Trata-se de uma decisão emblemática. A decisão reconhece os direitos trabalhistas englobados na CLT (Consolidação das Leis do Trabalho) dos entregadores. A empresa, por sua vez, terá de arcar com todos os custos, visto que a CLT define o vínculo empregatício como: "considera-se empregado toda pessoa física que prestar serviços de natureza não eventual a empregador, sob a dependência deste e mediante salário."
Este artigo da CLT relata exatamente o caso dos motoboys da empresa "Loggi", que prestam serviço de forma não eventual e recebem salário mensal. Os trabalhadores que atuam como entregadores são, em grande maioria, motociclistas. Mas existem também aqueles que trabalham em automóveis, bicicletas e patinetes, que podem exigir seus direitos na Justiça.
Vale ressaltar que a "uberização" do trabalho criou uma série de novas modalidades de trabalhadores que vivem atualmente no chamado limbo jurídico. Entregadores e motoristas de aplicativos são os principais atingidos pela falta de legislação específica sobre a regulamentação da relação de trabalho entre as plataformas e os profissionais. Parceiro, prestador de serviço, Microempreendedor Individual (MEI) ou empregado? Essa é a dúvida que está deixando milhares de trabalhadores sem saber quais são os seus direitos trabalhistas e previdenciários.
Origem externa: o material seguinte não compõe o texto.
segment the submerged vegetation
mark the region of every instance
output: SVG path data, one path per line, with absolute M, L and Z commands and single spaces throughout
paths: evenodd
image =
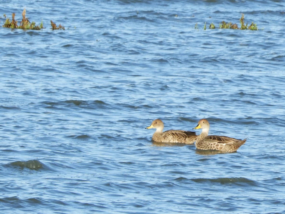
M 18 21 L 15 19 L 15 15 L 16 13 L 12 13 L 12 19 L 10 20 L 9 18 L 7 18 L 4 24 L 2 25 L 3 27 L 7 27 L 9 28 L 16 28 L 17 29 L 21 29 L 23 30 L 39 30 L 44 28 L 44 25 L 42 20 L 39 25 L 36 25 L 36 23 L 34 22 L 32 22 L 31 23 L 26 17 L 26 9 L 24 8 L 22 13 L 23 17 L 22 21 L 21 21 L 20 25 L 18 25 Z M 3 16 L 6 18 L 6 15 L 4 14 Z M 52 26 L 51 29 L 52 30 L 64 30 L 64 27 L 60 24 L 58 27 L 56 26 L 55 23 L 50 20 L 50 24 Z
M 56 27 L 56 25 L 55 23 L 54 23 L 52 22 L 52 21 L 50 20 L 50 25 L 52 26 L 52 28 L 50 29 L 52 30 L 65 30 L 64 27 L 62 26 L 60 24 L 59 24 L 58 27 Z
M 239 29 L 239 30 L 251 30 L 252 31 L 257 31 L 258 29 L 256 26 L 256 24 L 253 23 L 253 22 L 251 23 L 251 24 L 249 26 L 247 27 L 248 23 L 247 23 L 245 25 L 245 19 L 244 17 L 244 14 L 241 14 L 241 17 L 239 19 L 239 22 L 241 24 L 241 27 L 239 28 L 237 25 L 236 24 L 233 24 L 231 22 L 226 22 L 224 21 L 222 21 L 221 23 L 220 23 L 219 25 L 219 28 L 223 28 L 226 29 Z M 196 23 L 195 25 L 195 28 L 196 29 L 198 29 L 197 25 L 198 23 Z M 215 29 L 215 25 L 212 23 L 209 26 L 209 28 L 210 29 Z M 205 23 L 205 25 L 204 25 L 204 29 L 206 30 L 206 23 Z
M 8 27 L 9 28 L 17 28 L 18 29 L 23 29 L 24 30 L 40 30 L 43 28 L 43 25 L 42 21 L 40 24 L 39 26 L 36 25 L 36 23 L 34 22 L 32 22 L 31 23 L 26 17 L 26 9 L 24 9 L 22 13 L 22 15 L 23 18 L 22 21 L 20 22 L 19 25 L 18 25 L 18 21 L 15 20 L 15 15 L 16 14 L 15 13 L 12 13 L 12 20 L 10 21 L 9 18 L 7 18 L 5 21 L 5 23 L 3 25 L 4 27 Z M 6 16 L 5 15 L 5 16 Z

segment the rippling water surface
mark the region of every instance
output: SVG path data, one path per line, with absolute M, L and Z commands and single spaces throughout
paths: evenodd
M 284 1 L 13 2 L 1 26 L 25 7 L 45 28 L 0 27 L 1 212 L 285 213 Z M 218 29 L 242 13 L 260 30 Z M 246 143 L 144 129 L 203 118 Z

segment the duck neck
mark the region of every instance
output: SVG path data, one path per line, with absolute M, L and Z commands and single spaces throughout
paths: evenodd
M 209 129 L 203 129 L 202 130 L 202 132 L 201 134 L 198 136 L 197 140 L 196 140 L 196 146 L 197 145 L 199 145 L 200 143 L 202 143 L 204 141 L 204 139 L 206 137 L 208 136 L 208 134 L 209 132 Z

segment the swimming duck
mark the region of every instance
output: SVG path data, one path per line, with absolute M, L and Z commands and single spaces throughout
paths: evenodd
M 194 132 L 182 130 L 168 130 L 162 132 L 163 123 L 160 120 L 156 119 L 146 129 L 155 128 L 156 131 L 152 135 L 152 140 L 161 143 L 182 143 L 192 144 L 198 136 Z
M 209 128 L 209 122 L 204 119 L 200 120 L 197 126 L 193 128 L 202 129 L 202 132 L 197 138 L 195 144 L 196 149 L 233 152 L 236 151 L 247 140 L 246 138 L 242 140 L 226 136 L 208 135 Z

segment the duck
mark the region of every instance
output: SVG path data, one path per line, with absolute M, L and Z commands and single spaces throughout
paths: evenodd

Importante lembrar que o Ministério Público do Trabalho de São Paulo ajuizou duas ações civis públicas contra as empresas de aplicativo, já que entendem que elas atuam na ilegalidade quanto a omissão do vínculo.Em agosto de 2018, o MPT-SP propôs uma ação civil contra a Loggi no valor de R$ 200 milhões, 0,5% do faturamento da empresa. Para os promotores, ficou comprovado que "os condutores profissionais são marionetes de um aplicativo" e que o desequilíbrio no mercado promove "dumping social" sobre as empresas tradicionais, conforme a Lei Federal 12.529/11, que estrutura a concorrência. Já em fevereiro de 2019, o MPT entrou com uma ação contra o iFood pelo mesmo motivo: burlar a relação de emprego. Os promotores pedem o reconhecimento do vínculo e uma indenização por dano moral coletivo de no mínimo R$ 24 milhões, 5% do faturamento bruto da empresa, pois o aplicativo não é o fim, mas "um meio para a operacionalização de sua atividade principal, seu verdadeiro objetivo empresarial". E agora essa nova visão do Judiciário reforça a tese do MPT
Esse reconhecimento da Justiça do Trabalho, mesmo em primeira instância, pode significar um novo futuro para esse trabalhadores, que, atualmente, dependem do Judiciário para garantirem os seus direitos. Isso porque não existe uma regulamentação específica para esse entregadores que utilizam aplicativos para suas atividades.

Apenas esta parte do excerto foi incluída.